This file encodes the hash of the model file, preventing tampering once frozen - forver locking a version of your algorithm code with your model file.
<!-- embedme examples/pytorch_image_classification/model_manifest.json.freeze -->
```json
{
   "required_files":[
      {
         "name":"squeezenet",
         "source_uri":"data://AlgorithmiaSE/image_cassification_demo/squeezenet1_1-f364aa15.pth",
         "fail_on_tamper":true,
         "metadata":{
            "dataset_md5_checksum":"46a44d32d2c5c07f7f66324bef4c7266"
         },
         "md5_checksum":"46a44d32d2c5c07f7f66324bef4c7266"
      },
      {
         "name":"labels",
         "source_uri":"data://AlgorithmiaSE/image_cassification_demo/imagenet_class_index.json",
         "fail_on_tamper":true,
         "metadata":{
            "dataset_md5_checksum":"46a44d32d2c5c07f7f66324bef4c7266"
         },
         "md5_checksum":"c2c37ea517e94d9795004a39431a14cb"
      }
   ],
   "optional_files":[
      {
         "name":"mobilenet",
         "source_uri":"data://AlgorithmiaSE/image_cassification_demo/mobilenet_v2-b0353104.pth",
         "fail_on_tamper":false,
         "metadata":{
            "dataset_md5_checksum":"46a44d32d2c5c07f7f66324bef4c7266"
         }
      }
   ],
   "timestamp":"1633450866.985464",
   "lock_checksum":"24f5eca888d87661ca6fc08042e40cb7"
}
```

As you can link to both hosted data collections, and AWS/GCP/Azure based block storage media, you're able to link your algorithm code with your model files, wherever they live today.

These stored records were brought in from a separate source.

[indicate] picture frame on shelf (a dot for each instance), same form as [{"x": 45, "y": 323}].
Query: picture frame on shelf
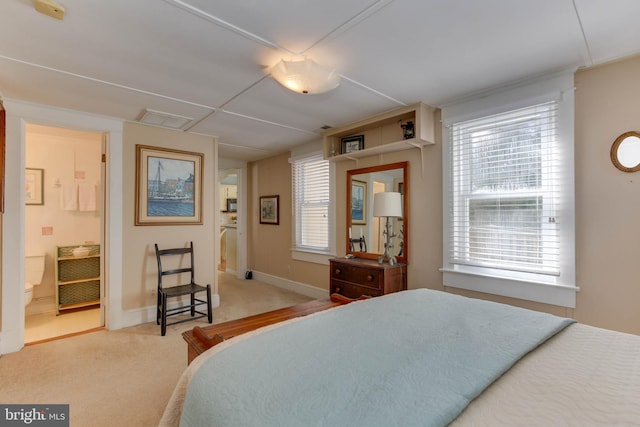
[
  {"x": 352, "y": 143},
  {"x": 270, "y": 210},
  {"x": 168, "y": 186},
  {"x": 34, "y": 186}
]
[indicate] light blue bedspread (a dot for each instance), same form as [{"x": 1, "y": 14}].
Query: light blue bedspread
[{"x": 414, "y": 358}]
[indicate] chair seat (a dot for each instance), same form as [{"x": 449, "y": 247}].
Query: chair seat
[{"x": 187, "y": 289}]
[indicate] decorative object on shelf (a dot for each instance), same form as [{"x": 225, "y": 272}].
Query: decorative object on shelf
[
  {"x": 352, "y": 143},
  {"x": 232, "y": 205},
  {"x": 625, "y": 152},
  {"x": 358, "y": 202},
  {"x": 387, "y": 204},
  {"x": 270, "y": 210},
  {"x": 168, "y": 186},
  {"x": 34, "y": 186},
  {"x": 80, "y": 251},
  {"x": 77, "y": 277},
  {"x": 305, "y": 76},
  {"x": 408, "y": 130}
]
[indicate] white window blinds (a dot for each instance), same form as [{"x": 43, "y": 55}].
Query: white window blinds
[
  {"x": 505, "y": 176},
  {"x": 311, "y": 203}
]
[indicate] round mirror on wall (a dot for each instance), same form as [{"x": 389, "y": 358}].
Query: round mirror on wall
[{"x": 625, "y": 152}]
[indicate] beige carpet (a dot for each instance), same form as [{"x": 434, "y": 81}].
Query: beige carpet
[{"x": 122, "y": 378}]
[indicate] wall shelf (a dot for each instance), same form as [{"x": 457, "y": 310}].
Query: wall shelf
[{"x": 383, "y": 133}]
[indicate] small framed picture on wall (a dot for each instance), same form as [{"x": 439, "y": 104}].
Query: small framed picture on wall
[{"x": 270, "y": 210}]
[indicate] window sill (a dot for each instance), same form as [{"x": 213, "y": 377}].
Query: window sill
[
  {"x": 311, "y": 256},
  {"x": 546, "y": 293}
]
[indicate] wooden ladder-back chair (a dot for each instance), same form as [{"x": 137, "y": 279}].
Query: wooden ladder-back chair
[{"x": 176, "y": 291}]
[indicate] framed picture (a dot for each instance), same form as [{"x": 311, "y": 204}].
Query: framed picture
[
  {"x": 352, "y": 143},
  {"x": 270, "y": 210},
  {"x": 168, "y": 186},
  {"x": 33, "y": 186},
  {"x": 358, "y": 202}
]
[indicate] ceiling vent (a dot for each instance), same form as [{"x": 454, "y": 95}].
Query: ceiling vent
[{"x": 158, "y": 118}]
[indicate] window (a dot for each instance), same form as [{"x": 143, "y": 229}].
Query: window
[
  {"x": 503, "y": 170},
  {"x": 311, "y": 193},
  {"x": 509, "y": 221}
]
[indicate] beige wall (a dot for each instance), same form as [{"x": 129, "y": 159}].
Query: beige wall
[
  {"x": 138, "y": 258},
  {"x": 607, "y": 200},
  {"x": 607, "y": 203},
  {"x": 607, "y": 209},
  {"x": 270, "y": 246}
]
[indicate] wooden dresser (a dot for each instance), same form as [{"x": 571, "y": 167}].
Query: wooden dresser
[{"x": 357, "y": 276}]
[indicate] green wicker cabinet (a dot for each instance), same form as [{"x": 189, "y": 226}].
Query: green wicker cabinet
[{"x": 77, "y": 278}]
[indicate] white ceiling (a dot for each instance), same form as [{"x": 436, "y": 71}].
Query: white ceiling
[{"x": 209, "y": 59}]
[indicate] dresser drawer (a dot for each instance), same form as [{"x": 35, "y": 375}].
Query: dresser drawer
[
  {"x": 354, "y": 291},
  {"x": 371, "y": 278}
]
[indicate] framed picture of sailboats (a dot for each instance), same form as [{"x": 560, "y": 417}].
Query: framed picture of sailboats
[{"x": 168, "y": 186}]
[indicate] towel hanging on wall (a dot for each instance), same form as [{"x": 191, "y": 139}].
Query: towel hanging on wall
[
  {"x": 86, "y": 197},
  {"x": 69, "y": 197}
]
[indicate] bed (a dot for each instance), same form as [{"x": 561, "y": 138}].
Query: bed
[{"x": 418, "y": 357}]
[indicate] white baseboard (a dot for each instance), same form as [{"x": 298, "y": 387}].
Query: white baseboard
[
  {"x": 298, "y": 287},
  {"x": 41, "y": 305}
]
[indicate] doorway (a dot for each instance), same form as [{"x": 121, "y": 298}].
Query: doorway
[{"x": 63, "y": 211}]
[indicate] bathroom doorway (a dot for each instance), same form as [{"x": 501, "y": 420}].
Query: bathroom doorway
[{"x": 63, "y": 232}]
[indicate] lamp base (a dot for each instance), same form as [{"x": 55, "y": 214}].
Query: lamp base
[{"x": 389, "y": 258}]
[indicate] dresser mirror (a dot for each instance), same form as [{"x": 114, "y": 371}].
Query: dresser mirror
[
  {"x": 364, "y": 231},
  {"x": 625, "y": 152}
]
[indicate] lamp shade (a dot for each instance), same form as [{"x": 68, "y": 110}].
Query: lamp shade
[
  {"x": 388, "y": 203},
  {"x": 305, "y": 76}
]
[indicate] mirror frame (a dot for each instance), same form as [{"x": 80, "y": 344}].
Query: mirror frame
[
  {"x": 614, "y": 152},
  {"x": 405, "y": 199}
]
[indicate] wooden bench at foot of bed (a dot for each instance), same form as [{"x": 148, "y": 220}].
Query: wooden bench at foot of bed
[{"x": 200, "y": 339}]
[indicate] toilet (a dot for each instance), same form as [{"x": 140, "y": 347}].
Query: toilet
[{"x": 33, "y": 273}]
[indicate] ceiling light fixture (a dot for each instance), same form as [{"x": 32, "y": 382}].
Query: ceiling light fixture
[{"x": 306, "y": 76}]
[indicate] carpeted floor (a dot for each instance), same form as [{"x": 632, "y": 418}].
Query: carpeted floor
[{"x": 125, "y": 377}]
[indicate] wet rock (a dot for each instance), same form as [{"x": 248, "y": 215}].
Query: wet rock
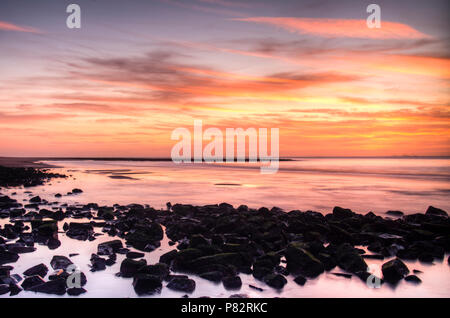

## Datarobot MLOps Integration
As part of the integration with Datarobot, we've built out integration support for the [DataRobot MLOps Agent](https://docs.datarobot.com/en/docs/mlops/deployment/mlops-agent/index.html)
By selecting `mlops=True` as part of the ADK `init()` function, the ADK will configure and setup the MLOps Agent to support writing content directly back to DataRobot.


For this, you'll need to select an MLOps Enabled Environment; and you will need to setup a DataRobot External Deployment.
Once setup, you will need to define your `mlops.json` file, including your deployment and model ids.

<!-- embedme examples/mlops_hello_world/mlops.json -->
```json
{
  "model_id": "YOUR_MODEL_ID",
  "deployment_id": "YOUR_DEPLOYMENT_ID",
  "datarobot_mlops_service_url": "https://app.datarobot.com"
}
```

Along with defining your `DATAROBOT_MLOPS_API_TOKEN` as a secret to your Algorithm, you're ready to start sending MLOps data back to DataRobot!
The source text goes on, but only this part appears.